Video and photos of the hearing and protest are available here
For Immediate Release: May 1, 2024
Contacts:
Linda Benesch, lbenesch@socialsecurityworks.org, 240-342-4301
Megan Essaheb, m.essaheb@peoplesaction.org, 202-427-8083
Washington, D.C. — This morning, patients, doctors, and advocates protested UnitedHealth’s greed during a Senate Finance Committee hearing with UnitedHealth Group CEO Andrew Witty. They confronted Witty immediately after the hearing.
UnitedHealth is blocking doctors from providing the care patients need, and they’re bragging to their shareholders about how much money they’re making while they do it. UnitedHealth Group recently announced that they took in $7.9 billion in profit in just three months.
Video and photos of the hearing and protest are available here, and can be credited to People’s Action. Quotes from impacted patients and other protest leaders are below. All of them are available for interview. The patients will once again be in attendance when Witty testifies in front of the House Energy Subcommittee on Oversight and Investigations at 2pm ET this afternoon.
“UnitedHealth Group CEO Andrew Witty makes billions by denying millions of people like me care. And much of that money is coming from taxpayer dollars. He is literally ripping me off left and right – on the one hand as a taxpayer and on the other as a patient,” said Jenn Coffey, a leader with Rights and Democracy and People’s Action. “I have to spend hours and hours trying to get prior authorization requests for the same treatment over and over. I went to Minneapolis two weeks ago and I’ve come to Washington today to say, Enough is enough. Pay for our care.”
“At 29 years old I had a majority chance of dying and couldn’t eat. UnitedHealthcare Medicare Advantage denied surgery that would save and transform my life,” said Carly Morton, a People’s Action leader from Beaver, PA. “For months I spent hours crying on the phone with their customer service reps being told no over and over again. After a massive public campaign with 1,000’s of people demanding care for me, help from a volunteer attorney, and assistance from Senator Bob Casey, UnitedHealth finally relented and prior-authorized my surgery. This July I got my surgery. I can eat without pain and I will live. But that’s not good enough for UnitedHealth. Now they are refusing to pay my surgeon. UnitedHealth doesn’t care. UnitedHealth denies care. I know from my own experience.”

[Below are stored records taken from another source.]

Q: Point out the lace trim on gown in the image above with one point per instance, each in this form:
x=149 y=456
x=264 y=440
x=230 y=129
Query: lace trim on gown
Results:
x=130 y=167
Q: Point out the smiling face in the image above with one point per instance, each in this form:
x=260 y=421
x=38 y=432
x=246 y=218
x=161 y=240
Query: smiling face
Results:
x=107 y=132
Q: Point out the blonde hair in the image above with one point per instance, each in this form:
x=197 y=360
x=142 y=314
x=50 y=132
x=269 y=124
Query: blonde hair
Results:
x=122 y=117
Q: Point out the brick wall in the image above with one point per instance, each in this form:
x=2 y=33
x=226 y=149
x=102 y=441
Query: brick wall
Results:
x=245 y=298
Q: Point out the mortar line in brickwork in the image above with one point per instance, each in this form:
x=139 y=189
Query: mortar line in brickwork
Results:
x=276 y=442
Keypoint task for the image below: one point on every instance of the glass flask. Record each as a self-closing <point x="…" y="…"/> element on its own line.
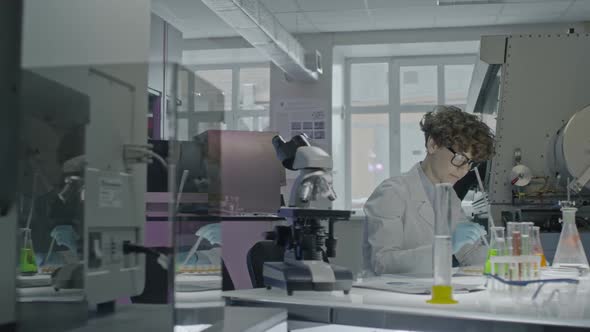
<point x="570" y="252"/>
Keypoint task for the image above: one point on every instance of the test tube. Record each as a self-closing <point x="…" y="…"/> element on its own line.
<point x="513" y="240"/>
<point x="537" y="247"/>
<point x="526" y="229"/>
<point x="497" y="248"/>
<point x="442" y="289"/>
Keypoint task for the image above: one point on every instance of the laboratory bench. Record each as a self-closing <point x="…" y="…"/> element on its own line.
<point x="476" y="311"/>
<point x="159" y="317"/>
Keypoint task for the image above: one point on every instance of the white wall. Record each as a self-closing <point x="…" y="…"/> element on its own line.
<point x="73" y="32"/>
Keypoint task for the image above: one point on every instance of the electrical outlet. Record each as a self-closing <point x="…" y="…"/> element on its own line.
<point x="95" y="250"/>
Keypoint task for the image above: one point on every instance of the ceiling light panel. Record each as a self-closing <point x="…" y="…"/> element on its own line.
<point x="330" y="5"/>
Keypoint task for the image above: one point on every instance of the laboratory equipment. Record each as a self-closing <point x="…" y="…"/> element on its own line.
<point x="537" y="246"/>
<point x="497" y="248"/>
<point x="28" y="262"/>
<point x="211" y="233"/>
<point x="570" y="251"/>
<point x="308" y="246"/>
<point x="442" y="289"/>
<point x="515" y="89"/>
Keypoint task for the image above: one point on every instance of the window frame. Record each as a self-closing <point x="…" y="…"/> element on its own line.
<point x="229" y="117"/>
<point x="394" y="108"/>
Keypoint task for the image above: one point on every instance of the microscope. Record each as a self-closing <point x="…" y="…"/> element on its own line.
<point x="307" y="245"/>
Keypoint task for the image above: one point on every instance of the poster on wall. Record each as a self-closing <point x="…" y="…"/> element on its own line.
<point x="307" y="116"/>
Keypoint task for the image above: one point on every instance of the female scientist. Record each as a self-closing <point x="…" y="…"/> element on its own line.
<point x="399" y="230"/>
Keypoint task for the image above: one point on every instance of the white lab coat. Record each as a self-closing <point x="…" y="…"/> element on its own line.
<point x="399" y="228"/>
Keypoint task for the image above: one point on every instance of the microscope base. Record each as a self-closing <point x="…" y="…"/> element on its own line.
<point x="299" y="277"/>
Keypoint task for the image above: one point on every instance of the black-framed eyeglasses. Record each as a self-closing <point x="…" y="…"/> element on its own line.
<point x="460" y="160"/>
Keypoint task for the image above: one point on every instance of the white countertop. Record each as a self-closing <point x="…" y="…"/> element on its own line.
<point x="483" y="305"/>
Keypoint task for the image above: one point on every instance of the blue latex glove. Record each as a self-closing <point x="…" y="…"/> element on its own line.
<point x="466" y="233"/>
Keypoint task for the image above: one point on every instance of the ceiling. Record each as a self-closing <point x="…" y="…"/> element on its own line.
<point x="196" y="20"/>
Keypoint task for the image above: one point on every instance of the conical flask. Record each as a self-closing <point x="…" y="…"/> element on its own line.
<point x="570" y="251"/>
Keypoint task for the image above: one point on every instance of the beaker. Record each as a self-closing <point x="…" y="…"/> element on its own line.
<point x="27" y="262"/>
<point x="570" y="251"/>
<point x="526" y="248"/>
<point x="537" y="247"/>
<point x="442" y="253"/>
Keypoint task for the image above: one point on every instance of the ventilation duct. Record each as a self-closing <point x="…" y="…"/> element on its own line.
<point x="259" y="27"/>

“UnitedHealthcare denied medication that could save me from death, blindness, nerve damage and kidney failure,” said Center for Health Progress leader Alysia Dominique of Pueblo, Colorado. “I have worked so hard over the last two years to get my diabetes under control. But to be denied life saving medicine by someone at UnitedHealthcare who’s never met me and who doesn’t know my medical history, that feels like abuse. UnitedHealthcare may sloppily deny care and payment to providers through this Change Health hack. But I’m here to say UnitedHealth denies care to people like me each and every day. Their whole business model is to profit by denying care while paying their CEO Andrew Witty a massive amount of money.”
“UnitedHealth Group’s failure to invest in cybersecurity is emblematic of the way they do business—and emblematic of the way all corporate health insurers do business,” said Dr. Carol Paris of Physicians for a National Health Program. “Even though UnitedHealth Group is making record profits, they refuse to invest those dollars in anything that would help patients and the physicians who care for them. Cybersecurity, robust provider networks, and even paying for basic medical services all take a back seat to padding their stock price and rewarding their investors.”
“I’m here along with other Progressive Maryland members to help shine a light on the growing crisis in health insurance care and claim denials,” said Jackie MacMillan, a healthcare justice leader who lives in Baltimore. “Our organization is part of the Care Over Cost national campaign. Since UnitedHealth Group’s CEO is here for a public hearing we wanted to attend, too, and make sure that he knows and the Senators know that people are fed up with delays and denials of medically necessary procedures and services from insurers like United.We believe that insurance companies are more focused on their profits than on being here for us when we need them. People with health insurance plans are asking ‘what’s the point of having a health care policy if we can’t use it to cover what we need, when and where we need it?’”
“Today, Andrew Witty heard from the people most impacted by the decisions his corporation makes,” said Alex Lawson, Executive Director of Social Security Works. “He is going to keep hearing from us, everywhere he goes, until UnitedHealth stops delaying and denying the care patients need.”